The Dardanup, Harvey, and Donnybrook/Balingup local government councils in Western Australia have a central IT support infrastructure and, according to IT officer Stephen Eaton, required a simple way of deploying and managing its Windows servers.
"We're running standard Windows 2000 and 2003 servers and started looking at VMware a few years ago as we were getting server creep," Eaton said. "And we starting to look at a replacement strategy for existing servers as we had a number of servers doing multiple roles, and we were looking for something for disaster recovery."
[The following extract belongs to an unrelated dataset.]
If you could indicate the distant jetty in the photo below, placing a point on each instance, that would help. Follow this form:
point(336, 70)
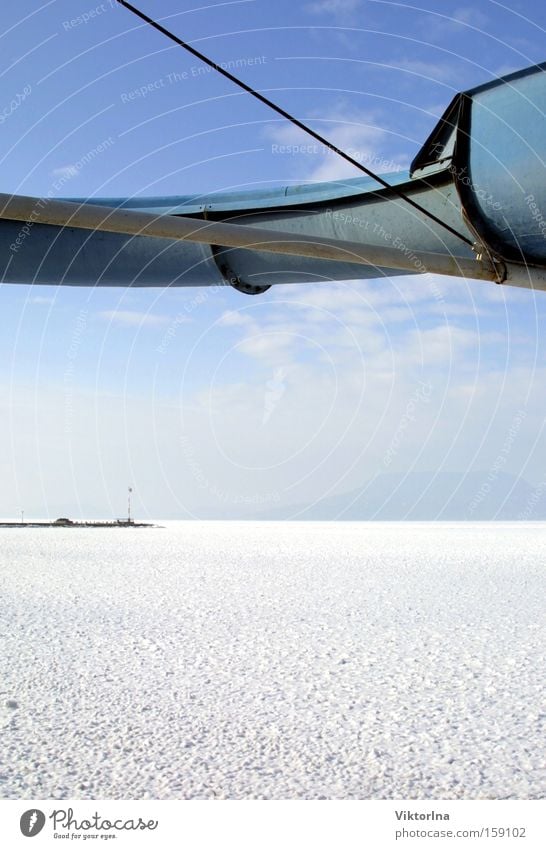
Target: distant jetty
point(68, 523)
Eaton evaluated VMware and wanted to deploy it but because of the size of the installation it was deemed two cost prohibitive for the enterprise features like vmotion.
As a "big supporter" of open source and a Linux user personally, Eaton looked at the open source Xen hypervisor and waited about 12 months to deploy XenEnterprise 3.0 which supported Windows guests.
While not as well know as VMware, XenSource is building up a local presence through its channel partners.
XenEnterprise 3.0 lacked the XenMotion live migration tool but that came with the upgrade to 4.0 which Eaton describes as "great".
The councils purchased two dual-socket Dell PowerEdge 2950 servers with 16GB of ram and two quad core processors.
With eight cores per machine Xen is running eight virtual machines, with more to be added. These include Windows servers for Exchange, Terminal Server, domain controllers, file and print services, and an SQL server for a records management application.